Казаки рассаживаются по изрисованным пластиковым сиденьям, Лисицын идет к машинисту в рубку. Железнодорожники в черной форме семафорят отправление, поезд гудит, чтобы людишки от него разошлись, раковый начпоезда сдвигает с места обмотанную синей изолентой рукоять — и платформа плавно сдвигается назад. Оставив за спиной единственный фонарь, поезд, как с обрыва, падает в темноту — но тут машинист зажигает головные фары, и впереди вырисовывается путь: две блестящие проволоки рельс и ползущие навстречу столбы — отметки на рулетке, раскатанной от точки начала всех координат в бесконечность.
В кабине локомотива их четверо — зобатый начпоезда, Лисицын со своим ординарцем и еще жидкобороденький машинист в тренировочных штанах с оттянутыми коленками.
Лисицын лущит подсолнух. Начальник поезда смотрит на него неодобрительно, и Юра тогда протягивает ему горсть:
— Семечку будешь?
— Не буду. Не сорил бы ты тут, атаман.
Лисицын мыском сапога заметает шелуху под кожух.
— Я буду, — просит машинист.
— Бери. Бери-бери, не жалко.
— Так это че, карательная экспедиция у вас, типа? — спрашивает у Лисицына начальник поезда.
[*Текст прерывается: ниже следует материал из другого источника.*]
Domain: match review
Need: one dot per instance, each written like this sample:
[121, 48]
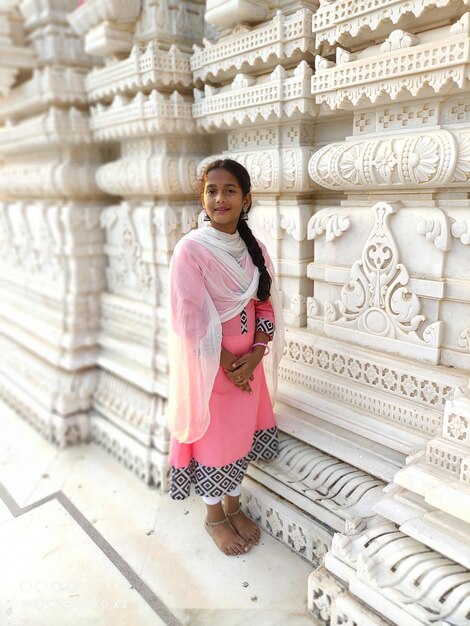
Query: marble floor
[83, 541]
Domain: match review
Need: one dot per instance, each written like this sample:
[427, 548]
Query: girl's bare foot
[226, 538]
[244, 526]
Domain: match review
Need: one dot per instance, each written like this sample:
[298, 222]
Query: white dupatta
[201, 299]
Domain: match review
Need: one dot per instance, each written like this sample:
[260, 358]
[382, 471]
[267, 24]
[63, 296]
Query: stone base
[331, 604]
[303, 534]
[149, 464]
[63, 430]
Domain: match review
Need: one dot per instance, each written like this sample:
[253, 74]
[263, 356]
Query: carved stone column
[141, 104]
[52, 264]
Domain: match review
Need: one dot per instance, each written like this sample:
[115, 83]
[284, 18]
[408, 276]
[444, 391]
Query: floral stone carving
[377, 300]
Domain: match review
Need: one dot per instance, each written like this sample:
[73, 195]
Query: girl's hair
[243, 179]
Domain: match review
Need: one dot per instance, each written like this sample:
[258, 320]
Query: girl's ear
[247, 201]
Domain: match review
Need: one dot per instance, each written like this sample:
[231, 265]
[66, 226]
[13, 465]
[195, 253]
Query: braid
[258, 259]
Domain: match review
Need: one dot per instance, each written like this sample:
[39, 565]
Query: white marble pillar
[141, 106]
[52, 268]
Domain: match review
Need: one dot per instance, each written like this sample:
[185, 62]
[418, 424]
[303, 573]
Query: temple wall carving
[353, 119]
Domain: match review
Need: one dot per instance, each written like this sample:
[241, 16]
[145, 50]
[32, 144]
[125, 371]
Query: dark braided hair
[243, 179]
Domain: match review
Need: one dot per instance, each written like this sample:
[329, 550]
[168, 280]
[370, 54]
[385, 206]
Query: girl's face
[223, 200]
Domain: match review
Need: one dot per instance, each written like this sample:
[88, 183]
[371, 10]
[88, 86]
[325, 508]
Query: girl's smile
[223, 200]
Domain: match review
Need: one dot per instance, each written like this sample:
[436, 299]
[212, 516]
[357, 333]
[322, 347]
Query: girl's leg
[244, 526]
[221, 531]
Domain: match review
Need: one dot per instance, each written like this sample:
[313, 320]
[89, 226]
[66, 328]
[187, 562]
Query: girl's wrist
[259, 347]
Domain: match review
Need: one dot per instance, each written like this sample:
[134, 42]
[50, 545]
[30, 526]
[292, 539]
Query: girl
[224, 309]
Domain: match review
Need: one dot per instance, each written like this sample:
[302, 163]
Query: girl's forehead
[221, 176]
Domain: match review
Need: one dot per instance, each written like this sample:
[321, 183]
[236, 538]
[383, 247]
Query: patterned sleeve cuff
[265, 326]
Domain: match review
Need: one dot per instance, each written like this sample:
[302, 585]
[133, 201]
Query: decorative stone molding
[146, 68]
[227, 13]
[148, 176]
[286, 94]
[167, 22]
[350, 22]
[14, 55]
[56, 128]
[332, 222]
[340, 495]
[437, 159]
[141, 116]
[436, 228]
[285, 522]
[284, 37]
[396, 580]
[49, 86]
[92, 12]
[461, 230]
[151, 466]
[397, 74]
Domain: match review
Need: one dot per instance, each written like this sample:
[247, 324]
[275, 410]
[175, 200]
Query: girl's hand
[226, 361]
[243, 367]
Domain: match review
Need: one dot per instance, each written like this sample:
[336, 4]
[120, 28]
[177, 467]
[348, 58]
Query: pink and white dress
[219, 431]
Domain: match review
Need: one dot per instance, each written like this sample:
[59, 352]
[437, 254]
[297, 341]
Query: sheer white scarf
[199, 302]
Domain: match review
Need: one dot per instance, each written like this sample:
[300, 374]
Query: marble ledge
[431, 386]
[334, 493]
[439, 489]
[141, 116]
[279, 95]
[54, 128]
[49, 86]
[150, 379]
[40, 380]
[359, 451]
[92, 12]
[395, 72]
[397, 576]
[431, 526]
[56, 355]
[352, 24]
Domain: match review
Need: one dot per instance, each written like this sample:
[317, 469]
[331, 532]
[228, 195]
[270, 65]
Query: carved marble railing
[283, 95]
[284, 37]
[350, 23]
[142, 116]
[148, 68]
[395, 71]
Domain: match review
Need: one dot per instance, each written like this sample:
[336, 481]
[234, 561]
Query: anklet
[212, 524]
[239, 510]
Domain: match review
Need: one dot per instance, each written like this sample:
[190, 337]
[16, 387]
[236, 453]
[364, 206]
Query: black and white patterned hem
[215, 481]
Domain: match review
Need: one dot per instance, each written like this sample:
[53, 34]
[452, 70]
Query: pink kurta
[242, 426]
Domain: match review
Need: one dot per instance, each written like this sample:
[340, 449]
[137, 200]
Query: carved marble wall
[353, 119]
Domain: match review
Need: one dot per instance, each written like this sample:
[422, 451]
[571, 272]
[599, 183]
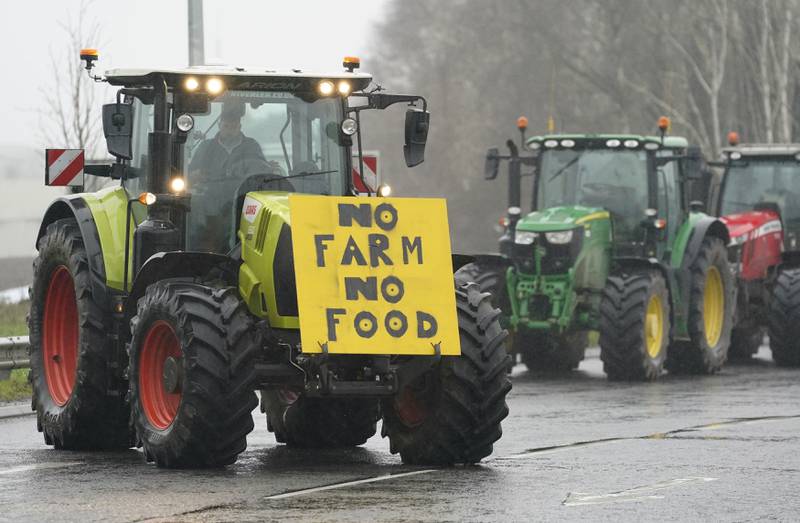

Тот старается посмотреть на него строго.
— Порядок будем наводить. Сам ты карательная!
— Ну да.
Раковый прикладывается к мятой алюминиевой фляжке, Лисицыну не предлагает. Едут не разговаривая — через темноту, но не через пустоту: тут и там в свете фар виднеются какие-то хибары, лачуги, избы.
По дороге с Кавказа в Москву такое же. Жмется народ к железной дороге, вокруг нее жизнь и существует главным образом.
Кое-где окошки теплятся, людишки, выйдя на крыльцо, жмурятся, прикрывают ладонями глаза, но смотрят на поезд — а многие и машут ему: вот едет доказательство того, что они не одни застряли сами по себе где-то во Вселенной, а являются гражданами страны, которая была и снова будет великой.
Машинист отгоняет их от путей протяжным сигналом. Потом приходится гудеть еще раз, когда перед ними возникает в темноте ручная дрезина, груженная какими-то бидонами.
— Тормози! Вон там, гляди! Тормози, снесем сейчас! — орет начпоезда подслеповатому машинисту.
Поезд со скрежетом замедляется, едва успевает — чтобы не снести занимающую пути ветхую колымагу. Та еле тащится, на рычагах мучаются двое тщедушных стариков.
— Еле ж дышат, шайтаны! — вскипает Лисицын. — Погуди еще!
— Да толку?
— Давай тогда я хлопцев крикну, скинем их с пути вручную.
Начпоезда глядит на него неодобрительно:
— Куда ты их скинешь? А обратно на рельсы кто их поставит?
— Сами пускай себя ставят! У меня срок — в Ярославле к рассвету быть. А им это свое дерьмо в бидонах — не к спеху. Видишь, вон, расплескать боятся!
— У людей жизнь! — с осуждением говорит раковый. — Что ты тут, прискакал с Москвы и все знаешь?
— Это тут при чем?! Я и не с Москвы вообще, а ростовский!
— Ну и тем более! Это дорога не для вас тут, а для них, чтобы они, как ты выражаешься, дерьмо тут свое катали по ней туда-сюда! Других-то дорог, считай, нету! Как людям жить?
— Ты, бать, наглеешь! — Лисицын опускает руку на нагайку.
— А ты поездий-ка тут с мое, — отворачивается начальник поезда. — И тогда будешь к людям по-другому!
— Я по таким местам катался, куда ты б в жизни не сунулся! И сейчас едем, чтоб ты знал, не прохлаждаться!
Раковый прикладывается к своей фляжке опять, угощает и машиниста. Старичье на дрезине снимает шапки, машет ими извинительно, совсем в тепловозном свете ослепнув. Куда-то показывает шапками вперед. Машинист разворачивает склеенную скотчем карту.
— Там скоро стрелка будет, — говорит он. — Километра через три. Они туда съедут, видать. Вам тоже лучше будет… Чутка потише ехать. Чтобы уж точно рассвело.
Лисицын раздувается, собираясь заорать, но всматривается в этих двух старых чертей на дрезине — кабина тепловоза теперь прямо над ними нависает — и, только цыкнув зубом, стравливает из груди лишний воздух.